Dimensional and Hyper-Dimensional Logics #2

Regarding cryptographic applications of Dimensional and Hyper-Dimensional Logics.

Summary

So, I introduced the concept of a "dimensional logic" as a way of abstracting general logical notions like sets of truth conditions. This is already familiar in modal logic where truth-values and various world conditions mutually determine the truth of many modal sentences.

This line of thinking leads to natural orderings between various systems of logic (at once harkening back to Tarski's object-language/meta-language distinction and topological treatments of logic while also offering alternatives to both). We arrive at a picture of logics overlaid (usually topological or geometric notions) and the more interesting idea that propositions can be freely computed within or between one or more logics (so-called "mixed-order propositions").

The idea is not about quantification over various kinds of predicates (e.g. - second and higher order logics).

Cryptographic Notions

So, a mixed-order proposition might be assembled from one or more languages (formal logics). The computation of its truth value would be given via a mixed-order truth computation.

Furthermore, the proposition might be purely inferential - indicating a space of logical truths but not expressly stating some proposition, declarative fact, or command.
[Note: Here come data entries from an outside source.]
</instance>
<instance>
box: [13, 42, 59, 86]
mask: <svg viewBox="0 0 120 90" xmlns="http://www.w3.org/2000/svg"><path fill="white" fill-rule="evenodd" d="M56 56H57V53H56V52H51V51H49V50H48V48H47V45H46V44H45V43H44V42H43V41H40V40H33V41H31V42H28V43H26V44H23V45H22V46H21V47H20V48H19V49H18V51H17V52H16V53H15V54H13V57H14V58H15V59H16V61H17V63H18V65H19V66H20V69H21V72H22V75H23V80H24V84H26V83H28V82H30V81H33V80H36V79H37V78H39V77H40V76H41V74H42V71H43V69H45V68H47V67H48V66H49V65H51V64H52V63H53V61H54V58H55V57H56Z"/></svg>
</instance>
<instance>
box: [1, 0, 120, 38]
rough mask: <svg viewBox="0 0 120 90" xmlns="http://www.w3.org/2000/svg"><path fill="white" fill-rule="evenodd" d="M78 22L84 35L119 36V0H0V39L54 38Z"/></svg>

1. So, the proposition is at least dually encrypted (using the conjunction of components from multiple languages whose natures, themselves, might be generally unknown).
2. The proposition may express some conjunction of facts that mutually entail a set of other, desired, propositions.
3. So, even if the proposition is decrypted, it's nature and intended message are unknown. It's unknown what it's component languages are, what orders of logics are being used to compute its truth, and how inferences are decided on it by multiple propositions.

Example

To demonstrate this consider the following proposition P:

1. ◔◒◭◭◶▶▶

Suppose it's a combination of two very primitive logics (that lack most properties characteristic of a logic like deduction, soundness, etc.):

Language A:

i. With lexicon: ◔◒◭⤳

ii. With axiom rule: ◭⤳ becomes ◒◭ (translation rather than inference per se)

Language B:

i. With lexicon: ◶▶▶⤳

ii. With axiom rule: ▶⤳ becomes ▶◶ (translation rather than inference per se)

Suppose further that each symbol of the proposition P is rotated by one to the right (the cipher).

2. ◒◭⤳⤳▶▶⤳

Now, lastly suppose that the Mixed-Order proposition computation is:

i. A is True (in A) and B is True (in B) entails that A and B is True (in C).

ii. So, upon decrypting P to reveal the plaintext proposition we must locate the relevant two languages the expressions are a compound of.

iii. Then, we must derive the correct inferences (here, translations) of each to arrive at the resultant message.

3. ◒◒◭⤳▶▶◶

Suppose there's padding we can also remove:

4. .◒◭..▶◶

This yields the following true compound conjunction ◒◭ and ▶◶ (in language C).